Tunisie : l’anniversaire de la révolution tourne au fiasco

La cérémonie organisée mercredi au palais présidentiel pour commémorer le quatrième anniversaire de la révolution qui a chassé Ben Ali du pouvoir a été perturbée par des familles de Tunisiens tués ou blessés pendant le soulèvement populaire.

Le président tunisien Béji Caïd Essebsi. © Archives / AFP

Le président tunisien Béji Caïd Essebsi. © Archives / AFP

Publié le 14 janvier 2015 Lecture : 3 minutes.

Le président Béji Caïd Essebsi, élu fin décembre, souhaitait placer la journée du 14 janvier sous le signe de l’unité et de la renaissance de la Tunisie.

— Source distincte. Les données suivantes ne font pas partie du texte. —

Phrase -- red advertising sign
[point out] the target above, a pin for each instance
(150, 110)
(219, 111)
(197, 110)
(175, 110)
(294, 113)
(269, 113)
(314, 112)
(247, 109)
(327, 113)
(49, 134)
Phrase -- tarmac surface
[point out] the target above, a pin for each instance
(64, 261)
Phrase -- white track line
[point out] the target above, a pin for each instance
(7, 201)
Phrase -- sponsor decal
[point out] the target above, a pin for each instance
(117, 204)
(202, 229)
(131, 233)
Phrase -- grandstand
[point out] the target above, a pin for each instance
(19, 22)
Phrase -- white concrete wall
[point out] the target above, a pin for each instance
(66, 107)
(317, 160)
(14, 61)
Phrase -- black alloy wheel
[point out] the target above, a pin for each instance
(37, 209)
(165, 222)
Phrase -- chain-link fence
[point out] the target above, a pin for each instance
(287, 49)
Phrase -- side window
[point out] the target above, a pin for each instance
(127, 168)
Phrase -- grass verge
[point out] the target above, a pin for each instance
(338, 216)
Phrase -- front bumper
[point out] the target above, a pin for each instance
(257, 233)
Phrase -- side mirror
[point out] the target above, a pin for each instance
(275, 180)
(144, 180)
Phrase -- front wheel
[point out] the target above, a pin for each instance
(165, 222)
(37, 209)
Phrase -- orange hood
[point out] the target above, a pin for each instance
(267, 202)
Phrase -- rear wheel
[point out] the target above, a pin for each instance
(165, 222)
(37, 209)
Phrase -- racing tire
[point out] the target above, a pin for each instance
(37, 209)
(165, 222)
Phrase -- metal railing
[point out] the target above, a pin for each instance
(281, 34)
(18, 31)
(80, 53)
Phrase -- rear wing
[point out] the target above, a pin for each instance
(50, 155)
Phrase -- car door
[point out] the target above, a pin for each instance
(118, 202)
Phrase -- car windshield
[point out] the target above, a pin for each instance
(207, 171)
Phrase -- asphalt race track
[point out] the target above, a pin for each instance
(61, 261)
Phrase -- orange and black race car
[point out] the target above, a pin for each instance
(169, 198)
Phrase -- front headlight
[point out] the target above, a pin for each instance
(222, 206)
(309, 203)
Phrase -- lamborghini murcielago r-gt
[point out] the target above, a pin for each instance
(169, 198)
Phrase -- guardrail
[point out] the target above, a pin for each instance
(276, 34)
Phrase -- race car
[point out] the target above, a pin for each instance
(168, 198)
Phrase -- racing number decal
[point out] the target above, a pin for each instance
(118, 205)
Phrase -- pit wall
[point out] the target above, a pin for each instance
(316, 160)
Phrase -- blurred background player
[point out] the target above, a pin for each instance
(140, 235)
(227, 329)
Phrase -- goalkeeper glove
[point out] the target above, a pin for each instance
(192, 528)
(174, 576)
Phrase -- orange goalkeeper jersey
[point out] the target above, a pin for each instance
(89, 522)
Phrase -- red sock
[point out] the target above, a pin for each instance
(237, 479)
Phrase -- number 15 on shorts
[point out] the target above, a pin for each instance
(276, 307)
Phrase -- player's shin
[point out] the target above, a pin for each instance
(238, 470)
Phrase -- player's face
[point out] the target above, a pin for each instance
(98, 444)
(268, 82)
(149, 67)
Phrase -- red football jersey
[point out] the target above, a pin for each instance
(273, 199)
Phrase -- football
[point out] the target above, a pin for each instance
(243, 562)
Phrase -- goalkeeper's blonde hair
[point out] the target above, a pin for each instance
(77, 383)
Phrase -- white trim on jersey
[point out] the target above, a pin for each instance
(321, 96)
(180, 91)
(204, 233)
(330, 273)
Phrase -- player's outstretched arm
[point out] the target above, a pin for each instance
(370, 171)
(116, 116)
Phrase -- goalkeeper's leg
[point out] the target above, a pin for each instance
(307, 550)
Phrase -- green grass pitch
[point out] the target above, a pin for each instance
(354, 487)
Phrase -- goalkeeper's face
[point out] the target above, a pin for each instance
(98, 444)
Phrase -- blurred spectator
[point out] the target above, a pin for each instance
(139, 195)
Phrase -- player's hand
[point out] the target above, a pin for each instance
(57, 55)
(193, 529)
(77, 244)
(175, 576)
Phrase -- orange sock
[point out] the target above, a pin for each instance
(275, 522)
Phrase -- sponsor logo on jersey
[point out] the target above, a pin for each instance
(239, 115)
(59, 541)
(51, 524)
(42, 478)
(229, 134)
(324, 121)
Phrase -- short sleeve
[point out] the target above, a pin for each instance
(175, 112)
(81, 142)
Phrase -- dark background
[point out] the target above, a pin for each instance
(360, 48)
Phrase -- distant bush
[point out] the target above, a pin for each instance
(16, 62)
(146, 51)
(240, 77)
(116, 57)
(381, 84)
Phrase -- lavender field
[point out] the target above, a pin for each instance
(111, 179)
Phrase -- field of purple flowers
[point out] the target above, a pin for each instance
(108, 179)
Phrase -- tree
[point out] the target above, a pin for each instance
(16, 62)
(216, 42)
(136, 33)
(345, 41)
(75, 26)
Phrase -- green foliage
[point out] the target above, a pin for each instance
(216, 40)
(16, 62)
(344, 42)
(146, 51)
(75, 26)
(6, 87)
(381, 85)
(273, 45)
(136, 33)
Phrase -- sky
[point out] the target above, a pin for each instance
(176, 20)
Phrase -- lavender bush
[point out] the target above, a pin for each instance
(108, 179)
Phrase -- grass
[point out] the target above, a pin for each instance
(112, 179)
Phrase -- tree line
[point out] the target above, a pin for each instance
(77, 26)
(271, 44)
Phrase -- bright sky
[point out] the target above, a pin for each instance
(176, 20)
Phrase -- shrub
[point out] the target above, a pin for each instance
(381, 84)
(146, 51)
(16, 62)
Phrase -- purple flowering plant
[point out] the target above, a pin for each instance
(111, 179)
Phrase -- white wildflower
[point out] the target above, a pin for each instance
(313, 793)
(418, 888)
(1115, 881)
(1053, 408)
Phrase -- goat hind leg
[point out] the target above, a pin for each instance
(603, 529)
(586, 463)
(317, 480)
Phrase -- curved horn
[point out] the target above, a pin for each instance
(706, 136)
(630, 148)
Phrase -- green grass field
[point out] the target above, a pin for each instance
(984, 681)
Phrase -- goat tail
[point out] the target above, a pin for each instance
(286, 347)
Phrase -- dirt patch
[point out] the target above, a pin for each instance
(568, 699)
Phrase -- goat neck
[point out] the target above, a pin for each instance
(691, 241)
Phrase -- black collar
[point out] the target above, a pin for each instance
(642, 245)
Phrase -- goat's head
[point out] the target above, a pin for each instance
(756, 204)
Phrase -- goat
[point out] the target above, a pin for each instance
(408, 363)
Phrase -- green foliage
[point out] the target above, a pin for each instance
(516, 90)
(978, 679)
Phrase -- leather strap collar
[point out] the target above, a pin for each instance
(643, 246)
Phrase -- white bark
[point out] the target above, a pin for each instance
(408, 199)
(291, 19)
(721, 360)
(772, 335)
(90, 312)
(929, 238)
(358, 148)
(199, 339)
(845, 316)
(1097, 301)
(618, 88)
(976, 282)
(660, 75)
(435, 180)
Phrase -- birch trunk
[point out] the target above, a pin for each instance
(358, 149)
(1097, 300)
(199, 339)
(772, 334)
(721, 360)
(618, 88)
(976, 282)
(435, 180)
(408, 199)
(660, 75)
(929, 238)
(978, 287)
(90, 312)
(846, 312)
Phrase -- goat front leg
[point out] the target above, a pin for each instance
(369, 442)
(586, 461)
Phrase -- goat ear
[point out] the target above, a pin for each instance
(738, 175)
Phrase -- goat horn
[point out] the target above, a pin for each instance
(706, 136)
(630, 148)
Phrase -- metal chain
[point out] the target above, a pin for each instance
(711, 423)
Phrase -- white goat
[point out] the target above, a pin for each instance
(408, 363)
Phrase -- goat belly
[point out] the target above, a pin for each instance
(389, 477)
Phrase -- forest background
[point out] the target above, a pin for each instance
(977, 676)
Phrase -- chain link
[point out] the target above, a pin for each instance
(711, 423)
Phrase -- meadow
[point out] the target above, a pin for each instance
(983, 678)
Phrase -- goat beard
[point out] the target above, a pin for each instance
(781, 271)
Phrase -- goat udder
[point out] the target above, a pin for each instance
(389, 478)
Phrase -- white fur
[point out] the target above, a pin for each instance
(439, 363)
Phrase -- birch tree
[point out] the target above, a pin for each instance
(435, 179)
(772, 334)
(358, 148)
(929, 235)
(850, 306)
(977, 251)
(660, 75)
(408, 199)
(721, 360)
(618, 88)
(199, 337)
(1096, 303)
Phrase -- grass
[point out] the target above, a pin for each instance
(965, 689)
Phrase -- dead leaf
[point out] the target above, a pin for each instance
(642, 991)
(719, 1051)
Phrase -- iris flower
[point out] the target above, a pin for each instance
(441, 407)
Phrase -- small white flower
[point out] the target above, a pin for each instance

Il a donc convié au palais présidentiel plusieurs personnalités dont le leader du parti islamiste Ennahdha, Rached Ghannouchi, à une cérémonie au cours de laquelle des figures importantes de cette période de l’histoire du pays ont été décorés.

Béji Caïd Essebsi, venait de terminer son discours et procédait aux décorations lorsque des cris se sont élevés dans la salle bondée. "Où est la justice pour nos enfants?" criaient certains membres des familles, tandis que d’autres scandaient : "Fidèles au sang des martyrs !".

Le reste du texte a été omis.